At the same time, it was intolerable that they were being held, and people of the nation, particularly those who were older, increasingly called for America to stand up to these screaming Iranians they watched each night on television.
“This country needs a win,” one of Carter’s people said one day. And now, on April 25, cynical politics and patriotism were mingled, and as the Mayo family slept in Florida, the father landed in the desert in Iran on the raid that was designed to get back hostages, bring America to its feet, as if for a great football touchdown, and insure a president’s reelection.
When Pam Mayo woke up in the morning, one of the kids called from the bedroom, “They tried to rescue the hostages last night. It didn’t work.”

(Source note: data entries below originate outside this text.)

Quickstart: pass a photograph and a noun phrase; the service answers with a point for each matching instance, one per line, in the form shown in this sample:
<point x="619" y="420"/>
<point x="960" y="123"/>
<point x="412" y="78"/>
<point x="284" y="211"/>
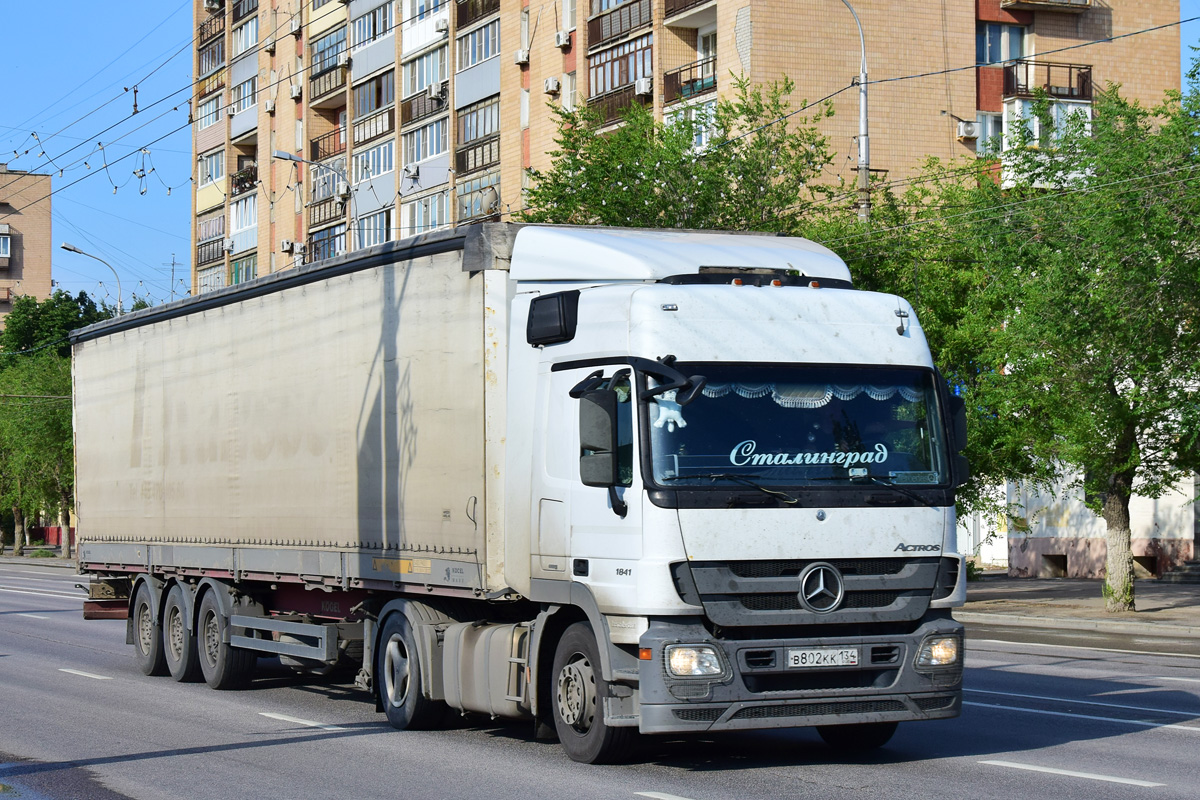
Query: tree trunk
<point x="1117" y="588"/>
<point x="18" y="531"/>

Now, Pam Mayo told herself, we’ll see if you know how to keep yourself under control. She said nothing and got the kids off for school and then went to her job as lunchroom cashier at the grammar school. When she came in, the woman in charge, Brunelle, said, “Have you heard the news?”
“Yes,” Pam said.
“Are you going to be all right?” Brunelle asked.
“As long as the other girls can forget trying to be television news announcers and talk about the weather,” Pam said.

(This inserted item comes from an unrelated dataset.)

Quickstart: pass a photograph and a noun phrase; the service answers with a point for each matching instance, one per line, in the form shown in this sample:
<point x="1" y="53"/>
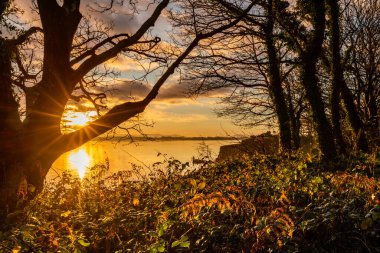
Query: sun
<point x="80" y="161"/>
<point x="79" y="119"/>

Brunelle laughed and went to her office. Pam sat in the cafeteria kitchen and had coffee. Her husband, she told herself, was dead.

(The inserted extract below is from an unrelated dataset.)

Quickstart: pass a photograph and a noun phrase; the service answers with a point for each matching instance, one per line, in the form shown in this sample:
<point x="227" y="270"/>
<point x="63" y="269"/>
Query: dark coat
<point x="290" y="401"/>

A few minutes later, Brunelle came into the cafeteria. “Pam, could you come with me for a minute?” she said.
Pam put down the coffee and followed the woman into the office. Inside were a doctor, a priest, the base commander, and a sergeant and his wife.
“You didn’t have to come,” Pam Mayo told the doctor.
Then they told her what she had known from the moment Buck Mayo kissed her good-bye.
And today, the nation celebrates its hostages; it examines them and pampers them and exults, and President Carter leaves office with his engineer’s determination intact; he had taken this problem and finally solved it. And Pam Mayo and her children, who gave the most, sit in front of a television set in Michigan and cheer.
“When I came back here, people didn’t know how to take me,” she was saying. “I was alone. I wasn’t divorced or embittered by my husband. And they had seen me on television. This is a small town up here. It’s just like a Southern town without an accent. I’ve been away for over thirteen years. Everything is taking a lot of time. Now it might be a little different. It’s over for the hostages and now it’s over for me. I can begin the rest of my life.”
She never understood the politics of Iran. Last fall in Michigan, she forgot to register and did not vote in the November election. She doesn’t want anybody tormenting her with the idea that her husband might have died because of a political campaign. All she knows is that he died as a hero of his country and today, the day that belongs to her, we celebrate his heroism.